Die Organisation Peta setzt sich für die Rechte von Tieren ein und erregt meist mit Tierschutzkampagnen Aufmerksamkeit. Doch nun geraten die Aktivisten selbst in die Kritik: Fast 90 Prozent der ihr anvertrauten Tiere soll Peta in ihrem Hauptquartier in Norfolk im US-Bundesstaat Virginia im Laufe des Jahres 2012 eingeschläfert haben. Die meisten der getöteten Tiere waren Hunde und Katzen.

Laut einem Bericht des Landwirtschaftsministeriums von Virginia wurden im vergangenen Jahr 1.877 Tiere aufgenommen, an neue Besitzer vermittelt werden konnten aber lediglich 23 Tiere, 1.675 wurden eingeschläfert. Der amerikanische Tierschützer Nathan Winograd schreibt in der Huffington Post, die Organisation habe in den vergangenen elf Jahren mehr als 29.000 Tiere getötet. Peta behaupte zwar, sich für Tiere einzusetzen, würde ihnen aber kein Recht auf Leben einräumen, kritisierte Winograd.

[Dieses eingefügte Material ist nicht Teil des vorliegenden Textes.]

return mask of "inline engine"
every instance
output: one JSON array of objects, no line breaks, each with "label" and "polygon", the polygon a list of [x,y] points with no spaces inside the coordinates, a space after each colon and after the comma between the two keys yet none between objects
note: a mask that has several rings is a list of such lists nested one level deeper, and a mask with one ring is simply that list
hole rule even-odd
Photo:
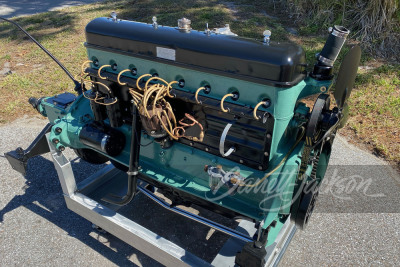
[{"label": "inline engine", "polygon": [[[58,151],[70,147],[90,163],[111,161],[127,172],[127,194],[105,202],[128,203],[139,179],[173,205],[257,222],[265,247],[271,227],[289,215],[300,228],[308,222],[335,133],[346,122],[361,51],[355,46],[344,57],[331,93],[349,31],[334,26],[329,33],[307,72],[303,49],[270,42],[270,31],[259,41],[238,37],[229,25],[193,30],[186,18],[178,27],[115,14],[94,19],[77,95],[29,100],[50,120],[38,140],[49,132]],[[302,100],[312,96],[311,108]],[[29,157],[45,152],[31,150],[6,156],[24,172]]]}]

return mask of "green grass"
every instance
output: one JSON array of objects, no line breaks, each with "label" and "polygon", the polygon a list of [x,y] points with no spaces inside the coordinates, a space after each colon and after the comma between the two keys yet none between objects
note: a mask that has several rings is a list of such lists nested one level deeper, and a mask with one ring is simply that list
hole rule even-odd
[{"label": "green grass", "polygon": [[[109,16],[111,11],[116,11],[122,19],[149,23],[157,16],[159,24],[169,26],[175,26],[177,19],[185,16],[198,30],[204,30],[206,23],[210,28],[230,24],[233,32],[247,38],[261,39],[262,32],[270,29],[273,41],[295,42],[305,49],[309,70],[315,54],[320,52],[326,40],[326,31],[324,35],[319,34],[326,25],[307,24],[306,21],[294,23],[287,13],[274,8],[272,2],[266,4],[261,0],[107,1],[16,18],[15,21],[42,42],[73,74],[78,74],[80,64],[86,59],[83,46],[86,24],[96,17]],[[299,35],[288,34],[288,27],[295,28]],[[347,45],[335,64],[335,71],[348,50]],[[35,114],[27,104],[31,96],[72,91],[73,84],[62,70],[20,31],[6,23],[0,23],[0,51],[0,69],[9,62],[13,72],[0,77],[3,103],[0,123],[24,114]],[[399,163],[400,65],[375,61],[368,53],[363,53],[361,65],[373,68],[359,71],[350,99],[351,117],[342,132],[356,143],[365,143],[377,154]]]},{"label": "green grass", "polygon": [[400,65],[361,70],[347,128],[377,154],[400,162]]}]

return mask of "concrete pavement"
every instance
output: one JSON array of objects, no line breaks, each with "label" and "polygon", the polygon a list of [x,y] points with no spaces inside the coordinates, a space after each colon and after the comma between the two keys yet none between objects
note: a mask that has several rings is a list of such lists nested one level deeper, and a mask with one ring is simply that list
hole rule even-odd
[{"label": "concrete pavement", "polygon": [[[26,147],[45,124],[42,119],[25,118],[1,126],[0,154]],[[67,156],[75,158],[72,151],[67,151]],[[347,192],[348,184],[345,190],[340,189],[343,183],[336,183],[334,189],[331,184],[323,185],[307,230],[296,233],[281,266],[398,266],[398,174],[342,138],[335,141],[330,164],[328,181],[339,169],[342,177],[359,173],[364,179],[373,179],[372,184],[366,189],[367,183],[362,183],[357,192]],[[100,167],[76,160],[73,168],[79,180]],[[50,155],[32,159],[26,177],[0,157],[0,174],[0,266],[159,265],[119,239],[94,231],[90,222],[66,208]],[[366,200],[357,202],[365,194]],[[120,212],[203,259],[211,260],[227,240],[218,232],[210,235],[209,228],[168,212],[144,196],[139,195],[134,205],[134,210],[126,207]],[[215,219],[235,225],[222,217]]]}]

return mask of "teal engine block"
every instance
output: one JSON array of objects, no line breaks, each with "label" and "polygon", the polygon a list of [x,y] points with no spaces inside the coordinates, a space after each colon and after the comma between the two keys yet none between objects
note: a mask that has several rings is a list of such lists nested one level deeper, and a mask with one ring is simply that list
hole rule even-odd
[{"label": "teal engine block", "polygon": [[[258,41],[229,27],[196,31],[187,19],[168,27],[97,18],[86,26],[77,94],[30,103],[48,117],[56,149],[128,173],[127,195],[105,201],[128,203],[139,179],[173,205],[257,222],[266,246],[289,216],[303,228],[312,212],[357,72],[359,47],[344,59],[332,105],[348,33],[333,27],[307,72],[303,49],[270,42],[270,32]],[[312,109],[302,102],[310,96]]]}]

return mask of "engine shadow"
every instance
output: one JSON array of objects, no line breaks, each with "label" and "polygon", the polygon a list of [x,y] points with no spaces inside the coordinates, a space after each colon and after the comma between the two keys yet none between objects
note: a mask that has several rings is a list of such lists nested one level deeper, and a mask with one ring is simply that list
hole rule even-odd
[{"label": "engine shadow", "polygon": [[[72,161],[71,165],[77,182],[104,167],[104,165],[91,165],[84,161]],[[135,254],[140,264],[159,266],[156,261],[118,238],[94,231],[89,221],[69,210],[52,161],[40,156],[30,159],[25,178],[23,187],[25,193],[16,195],[0,210],[0,222],[7,220],[4,218],[5,214],[19,207],[25,207],[60,227],[69,236],[78,239],[118,266],[136,266],[129,260],[129,257]]]},{"label": "engine shadow", "polygon": [[[82,160],[71,161],[71,165],[77,184],[105,166],[92,165]],[[118,266],[134,266],[135,263],[130,260],[132,258],[144,266],[161,266],[117,237],[94,231],[89,221],[69,210],[52,161],[41,156],[32,158],[28,163],[25,178],[25,193],[15,196],[0,210],[0,222],[3,222],[5,214],[23,206]],[[185,209],[233,229],[238,225],[234,220],[201,207]],[[120,208],[118,213],[208,262],[214,259],[229,239],[225,234],[166,210],[143,194],[139,194],[130,204]]]}]

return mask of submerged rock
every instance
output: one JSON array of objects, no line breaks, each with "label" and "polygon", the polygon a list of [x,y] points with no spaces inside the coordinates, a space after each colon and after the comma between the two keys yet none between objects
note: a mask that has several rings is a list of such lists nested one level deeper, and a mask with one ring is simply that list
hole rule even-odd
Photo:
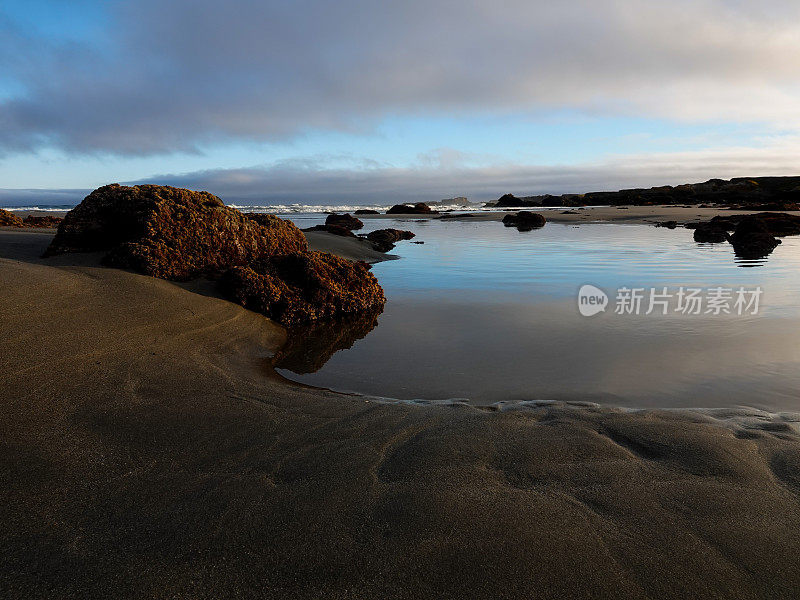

Winograd leitet das No Kill Advocacy Center in Kalifornien und kritisiert seit Jahren die Tötung von Tieren in Heimen. In den USA gibt es zwei Arten von Tierheimen: Die No-Kill-Einrichtungen, die Tiere nur dann aufnehmen, wenn sie als vermittelbar gelten und Heime, die alle Tiere aufnehmen und diese notfalls einschläfern. Winograd war früher Direktor der Society for the Prevention of Cruelty to Animals (SPCA) und hat die No-Kill-Einrichtungen in den USA mit aufgebaut.

Peta steht nicht das erste Mal in der Kritik, weil die Organisation das Einschläfern von Tieren unter bestimmten Umständen als ethisch vertretbar ansieht. Peta nimmt zu den Vorwürfen auf seiner Website Stellung. Demnach würden kranke, leidende oder aus anderen Gründen nicht vermittelbare Tiere unter medizinischer Aufsicht eingeschläfert. Tierschützer Winograd behauptet dagegen, Peta würde sich nicht ausreichend um eine Vermittlung der Tiere bemühen. So steht es auch in einem Bericht des Landwirtschaftsministeriums von Virginia aus dem Jahr 2010. Demnach sollen damals 90 Prozent der Tiere, die in die Obhut von Peta gelangt waren, innerhalb von 24 Stunden nach ihrer Ankunft eingeschläfert worden sein.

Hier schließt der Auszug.